The Sonoran desert is encompassed by the Southeast tip of California the Southwest 1/4 of Arizona, and continues south into Mexico on both sides of the Sea of Cortez (also known as the Gulf of California) The body of water that separates the Baja peninsula from the mainland of Mexico.
What we love about this desert, is that it seems more lush than most, and to us anyway always seems to be framed by magnificent mountain ranges.
Jumping Cholla (aka Chainfruit Cholla)
The Jumping Cholla is very silvery this time of the year, like they just dressed up for Christmas. From a distance they look almost furry and soft. No one would make that characterization up close!

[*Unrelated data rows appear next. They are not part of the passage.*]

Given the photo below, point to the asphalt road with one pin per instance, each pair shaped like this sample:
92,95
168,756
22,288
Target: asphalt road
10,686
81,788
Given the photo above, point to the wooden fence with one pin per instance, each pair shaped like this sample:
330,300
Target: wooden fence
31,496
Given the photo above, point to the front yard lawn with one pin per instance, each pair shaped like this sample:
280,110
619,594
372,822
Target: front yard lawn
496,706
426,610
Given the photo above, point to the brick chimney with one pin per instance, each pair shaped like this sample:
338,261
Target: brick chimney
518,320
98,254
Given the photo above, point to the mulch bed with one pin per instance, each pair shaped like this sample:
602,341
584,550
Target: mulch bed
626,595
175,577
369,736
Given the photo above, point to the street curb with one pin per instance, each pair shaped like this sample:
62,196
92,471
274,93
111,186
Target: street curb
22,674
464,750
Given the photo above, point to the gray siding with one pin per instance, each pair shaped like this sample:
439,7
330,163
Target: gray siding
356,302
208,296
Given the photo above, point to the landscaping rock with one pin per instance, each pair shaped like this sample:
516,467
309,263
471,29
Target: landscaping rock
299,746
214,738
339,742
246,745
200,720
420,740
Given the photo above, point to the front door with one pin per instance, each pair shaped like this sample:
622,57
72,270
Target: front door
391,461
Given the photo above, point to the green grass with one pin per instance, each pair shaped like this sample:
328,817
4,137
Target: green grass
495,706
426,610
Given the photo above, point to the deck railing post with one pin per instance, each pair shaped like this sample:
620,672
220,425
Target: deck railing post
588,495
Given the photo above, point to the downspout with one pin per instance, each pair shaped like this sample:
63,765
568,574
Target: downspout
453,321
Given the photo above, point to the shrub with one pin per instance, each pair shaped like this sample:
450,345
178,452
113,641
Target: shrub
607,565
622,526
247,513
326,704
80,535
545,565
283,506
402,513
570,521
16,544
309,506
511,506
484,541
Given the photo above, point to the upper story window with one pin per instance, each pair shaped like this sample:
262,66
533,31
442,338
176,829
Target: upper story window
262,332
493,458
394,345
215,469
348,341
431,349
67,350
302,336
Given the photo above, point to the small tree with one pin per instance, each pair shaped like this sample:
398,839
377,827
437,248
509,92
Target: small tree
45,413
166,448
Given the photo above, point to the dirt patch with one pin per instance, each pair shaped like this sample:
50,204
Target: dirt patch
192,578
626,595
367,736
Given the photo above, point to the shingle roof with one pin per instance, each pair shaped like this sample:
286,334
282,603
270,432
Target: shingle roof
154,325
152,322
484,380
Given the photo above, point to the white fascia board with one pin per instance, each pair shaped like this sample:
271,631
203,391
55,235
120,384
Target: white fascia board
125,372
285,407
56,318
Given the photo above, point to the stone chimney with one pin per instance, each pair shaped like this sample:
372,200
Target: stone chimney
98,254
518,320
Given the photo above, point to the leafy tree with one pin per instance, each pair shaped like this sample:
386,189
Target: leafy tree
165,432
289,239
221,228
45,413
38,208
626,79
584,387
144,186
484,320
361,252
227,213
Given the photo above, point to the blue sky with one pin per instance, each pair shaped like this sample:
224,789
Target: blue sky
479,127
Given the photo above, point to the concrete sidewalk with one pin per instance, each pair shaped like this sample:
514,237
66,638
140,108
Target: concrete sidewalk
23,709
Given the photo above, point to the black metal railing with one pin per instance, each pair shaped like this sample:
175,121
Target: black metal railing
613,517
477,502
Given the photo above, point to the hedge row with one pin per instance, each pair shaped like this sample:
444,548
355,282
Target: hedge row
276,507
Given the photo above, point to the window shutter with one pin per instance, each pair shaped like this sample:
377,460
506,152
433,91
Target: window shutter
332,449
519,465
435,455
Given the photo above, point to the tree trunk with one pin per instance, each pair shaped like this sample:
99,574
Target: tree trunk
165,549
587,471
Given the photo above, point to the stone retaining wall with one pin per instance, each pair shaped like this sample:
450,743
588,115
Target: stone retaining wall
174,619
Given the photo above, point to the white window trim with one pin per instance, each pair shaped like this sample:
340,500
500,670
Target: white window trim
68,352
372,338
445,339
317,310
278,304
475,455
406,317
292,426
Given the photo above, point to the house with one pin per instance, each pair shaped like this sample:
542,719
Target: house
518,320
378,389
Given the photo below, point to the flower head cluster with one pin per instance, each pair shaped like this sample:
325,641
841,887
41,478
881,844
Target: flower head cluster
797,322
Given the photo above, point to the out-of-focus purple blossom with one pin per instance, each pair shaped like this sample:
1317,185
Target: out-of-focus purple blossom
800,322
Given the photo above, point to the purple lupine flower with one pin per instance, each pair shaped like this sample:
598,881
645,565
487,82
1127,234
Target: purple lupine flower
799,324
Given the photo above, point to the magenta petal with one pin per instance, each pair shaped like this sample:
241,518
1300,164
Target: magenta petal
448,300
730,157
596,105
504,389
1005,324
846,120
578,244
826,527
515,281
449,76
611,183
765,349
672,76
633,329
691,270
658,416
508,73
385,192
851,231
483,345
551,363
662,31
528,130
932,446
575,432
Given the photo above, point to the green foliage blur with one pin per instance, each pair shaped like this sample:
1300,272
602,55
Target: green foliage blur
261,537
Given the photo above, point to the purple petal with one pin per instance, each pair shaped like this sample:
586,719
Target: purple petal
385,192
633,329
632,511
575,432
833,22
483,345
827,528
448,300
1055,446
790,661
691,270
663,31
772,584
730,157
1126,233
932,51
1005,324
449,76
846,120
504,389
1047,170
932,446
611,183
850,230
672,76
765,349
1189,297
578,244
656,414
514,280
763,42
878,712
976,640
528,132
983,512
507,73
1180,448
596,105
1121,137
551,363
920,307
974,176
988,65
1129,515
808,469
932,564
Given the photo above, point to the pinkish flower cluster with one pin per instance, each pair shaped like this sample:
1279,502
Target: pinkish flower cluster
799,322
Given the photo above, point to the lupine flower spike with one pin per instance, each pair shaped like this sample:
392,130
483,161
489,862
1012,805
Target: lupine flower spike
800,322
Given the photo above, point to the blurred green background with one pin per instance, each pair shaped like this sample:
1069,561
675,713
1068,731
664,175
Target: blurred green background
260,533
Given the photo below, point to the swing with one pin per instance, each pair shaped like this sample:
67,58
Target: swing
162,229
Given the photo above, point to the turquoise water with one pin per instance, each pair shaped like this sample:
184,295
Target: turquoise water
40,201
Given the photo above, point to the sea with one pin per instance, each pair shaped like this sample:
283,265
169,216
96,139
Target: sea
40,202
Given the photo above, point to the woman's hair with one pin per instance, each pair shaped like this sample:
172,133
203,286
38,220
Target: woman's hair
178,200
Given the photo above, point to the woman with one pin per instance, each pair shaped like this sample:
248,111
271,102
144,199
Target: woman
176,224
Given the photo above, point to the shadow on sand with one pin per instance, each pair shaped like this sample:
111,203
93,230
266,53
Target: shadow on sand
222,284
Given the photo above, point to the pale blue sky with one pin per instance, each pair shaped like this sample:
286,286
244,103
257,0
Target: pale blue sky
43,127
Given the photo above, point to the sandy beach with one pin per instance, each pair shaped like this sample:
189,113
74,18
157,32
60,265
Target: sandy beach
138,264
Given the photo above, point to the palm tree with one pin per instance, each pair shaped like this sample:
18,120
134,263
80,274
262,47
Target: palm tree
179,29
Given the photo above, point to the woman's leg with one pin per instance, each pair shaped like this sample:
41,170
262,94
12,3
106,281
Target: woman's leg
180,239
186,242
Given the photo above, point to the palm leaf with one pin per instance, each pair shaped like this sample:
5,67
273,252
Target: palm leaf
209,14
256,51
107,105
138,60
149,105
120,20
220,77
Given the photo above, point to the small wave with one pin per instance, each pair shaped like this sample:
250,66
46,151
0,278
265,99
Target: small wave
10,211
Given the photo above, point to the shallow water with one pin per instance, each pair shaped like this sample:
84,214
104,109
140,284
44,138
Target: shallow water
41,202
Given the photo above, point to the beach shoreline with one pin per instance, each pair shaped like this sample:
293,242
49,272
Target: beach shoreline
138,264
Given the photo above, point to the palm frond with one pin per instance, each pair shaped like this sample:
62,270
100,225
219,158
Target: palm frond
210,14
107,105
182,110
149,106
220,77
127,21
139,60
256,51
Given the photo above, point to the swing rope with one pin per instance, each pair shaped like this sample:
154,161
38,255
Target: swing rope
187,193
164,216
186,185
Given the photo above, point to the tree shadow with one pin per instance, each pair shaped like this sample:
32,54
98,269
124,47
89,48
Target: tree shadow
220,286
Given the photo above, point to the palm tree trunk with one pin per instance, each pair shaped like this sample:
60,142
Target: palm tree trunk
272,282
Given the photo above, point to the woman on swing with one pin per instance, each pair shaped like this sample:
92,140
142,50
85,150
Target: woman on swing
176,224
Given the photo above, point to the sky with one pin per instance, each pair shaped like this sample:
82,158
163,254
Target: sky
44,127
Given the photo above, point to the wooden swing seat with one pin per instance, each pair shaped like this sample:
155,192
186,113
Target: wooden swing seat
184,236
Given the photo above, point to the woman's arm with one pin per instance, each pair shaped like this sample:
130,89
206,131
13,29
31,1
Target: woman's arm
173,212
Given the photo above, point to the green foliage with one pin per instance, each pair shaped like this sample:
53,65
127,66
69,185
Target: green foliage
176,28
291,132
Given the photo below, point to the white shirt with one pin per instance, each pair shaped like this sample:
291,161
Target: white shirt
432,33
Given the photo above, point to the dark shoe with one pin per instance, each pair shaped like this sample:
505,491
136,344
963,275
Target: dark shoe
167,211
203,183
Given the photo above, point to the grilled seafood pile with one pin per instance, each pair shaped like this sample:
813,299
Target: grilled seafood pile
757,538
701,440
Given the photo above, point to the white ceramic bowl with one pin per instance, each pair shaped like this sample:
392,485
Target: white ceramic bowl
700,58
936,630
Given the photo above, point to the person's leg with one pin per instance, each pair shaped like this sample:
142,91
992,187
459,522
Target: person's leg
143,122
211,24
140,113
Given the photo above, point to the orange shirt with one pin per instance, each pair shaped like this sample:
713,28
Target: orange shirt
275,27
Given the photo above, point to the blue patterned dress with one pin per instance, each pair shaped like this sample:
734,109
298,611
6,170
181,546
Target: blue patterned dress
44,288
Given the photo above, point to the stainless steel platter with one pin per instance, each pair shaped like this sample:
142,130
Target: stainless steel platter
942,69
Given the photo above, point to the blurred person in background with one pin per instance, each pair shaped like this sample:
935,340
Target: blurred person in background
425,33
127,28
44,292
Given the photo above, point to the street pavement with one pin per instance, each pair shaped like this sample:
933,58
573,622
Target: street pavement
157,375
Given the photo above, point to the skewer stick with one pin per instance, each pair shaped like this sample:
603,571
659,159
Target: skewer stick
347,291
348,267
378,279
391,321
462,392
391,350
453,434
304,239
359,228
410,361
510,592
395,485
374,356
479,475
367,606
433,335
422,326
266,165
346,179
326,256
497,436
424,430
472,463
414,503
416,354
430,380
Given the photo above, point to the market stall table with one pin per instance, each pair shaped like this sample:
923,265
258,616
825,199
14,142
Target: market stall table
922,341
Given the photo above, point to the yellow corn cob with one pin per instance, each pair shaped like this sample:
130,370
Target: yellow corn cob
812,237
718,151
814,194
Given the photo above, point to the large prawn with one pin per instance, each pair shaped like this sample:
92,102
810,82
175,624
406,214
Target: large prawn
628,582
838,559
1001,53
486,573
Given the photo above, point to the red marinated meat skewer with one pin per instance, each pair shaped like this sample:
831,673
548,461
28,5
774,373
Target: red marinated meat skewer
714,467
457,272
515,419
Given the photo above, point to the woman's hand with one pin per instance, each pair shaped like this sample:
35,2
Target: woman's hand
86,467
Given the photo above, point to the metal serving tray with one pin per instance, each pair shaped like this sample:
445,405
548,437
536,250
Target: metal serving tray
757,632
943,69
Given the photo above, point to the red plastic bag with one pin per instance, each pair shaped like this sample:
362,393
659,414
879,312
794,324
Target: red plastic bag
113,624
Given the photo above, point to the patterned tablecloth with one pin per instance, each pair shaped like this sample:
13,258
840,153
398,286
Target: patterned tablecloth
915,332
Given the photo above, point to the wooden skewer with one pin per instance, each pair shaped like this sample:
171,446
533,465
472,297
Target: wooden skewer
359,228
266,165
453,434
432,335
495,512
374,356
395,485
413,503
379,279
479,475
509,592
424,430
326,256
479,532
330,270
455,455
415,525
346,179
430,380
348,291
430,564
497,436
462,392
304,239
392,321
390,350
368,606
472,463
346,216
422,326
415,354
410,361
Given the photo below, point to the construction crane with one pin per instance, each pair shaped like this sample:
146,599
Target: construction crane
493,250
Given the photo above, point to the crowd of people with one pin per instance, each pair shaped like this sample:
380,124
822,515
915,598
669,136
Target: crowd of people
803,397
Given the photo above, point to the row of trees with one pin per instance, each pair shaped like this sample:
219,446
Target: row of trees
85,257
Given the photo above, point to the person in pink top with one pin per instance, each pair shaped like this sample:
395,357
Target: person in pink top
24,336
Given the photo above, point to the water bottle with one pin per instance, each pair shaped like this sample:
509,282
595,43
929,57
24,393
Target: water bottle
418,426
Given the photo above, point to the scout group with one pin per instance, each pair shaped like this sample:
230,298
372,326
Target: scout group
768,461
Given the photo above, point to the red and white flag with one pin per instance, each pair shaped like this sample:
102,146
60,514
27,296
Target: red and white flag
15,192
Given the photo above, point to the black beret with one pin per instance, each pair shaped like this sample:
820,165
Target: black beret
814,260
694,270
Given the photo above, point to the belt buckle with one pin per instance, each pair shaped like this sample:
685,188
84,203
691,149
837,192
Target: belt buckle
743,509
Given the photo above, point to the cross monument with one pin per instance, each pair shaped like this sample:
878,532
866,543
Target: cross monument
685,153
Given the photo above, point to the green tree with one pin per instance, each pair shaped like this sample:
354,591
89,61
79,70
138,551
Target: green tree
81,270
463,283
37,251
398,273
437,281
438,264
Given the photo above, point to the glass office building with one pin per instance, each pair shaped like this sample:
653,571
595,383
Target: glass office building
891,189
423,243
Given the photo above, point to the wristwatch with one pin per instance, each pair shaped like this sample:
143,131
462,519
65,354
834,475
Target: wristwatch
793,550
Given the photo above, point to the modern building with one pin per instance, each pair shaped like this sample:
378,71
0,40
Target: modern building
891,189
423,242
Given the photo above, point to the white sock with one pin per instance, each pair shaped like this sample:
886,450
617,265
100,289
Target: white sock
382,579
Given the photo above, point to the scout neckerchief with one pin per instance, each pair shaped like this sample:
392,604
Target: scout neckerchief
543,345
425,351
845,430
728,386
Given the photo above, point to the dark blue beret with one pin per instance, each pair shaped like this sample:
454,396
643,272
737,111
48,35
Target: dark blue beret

The Saguaros are prominent in the higher elevations of the Sonoran desert. They look like stately giants standing tall above all the other growth. The Gila woodpeckers and flickers carve holes in the Saguaro for nests. Holes that have been abandoned are often inhabited by other species, including the tiny elf owl.
Organ Pipe Cactus
The Organ pipe Cactus is native only to this area of the US and down into northern Mexico. In the US the cactus is typically only found in, or within 80 miles of, the Organ Pipe Cactus National Monument . The OP National Monument occupies 330,000 acres of land between Ajo and the Mexican border.
The owners of this RV park have a couple donkeys and a burro in a paddock that adjoins the park. Joan asked the owners if we could feed them some carrots. The answer was yes- so now we are stocking carrots for our furry friends.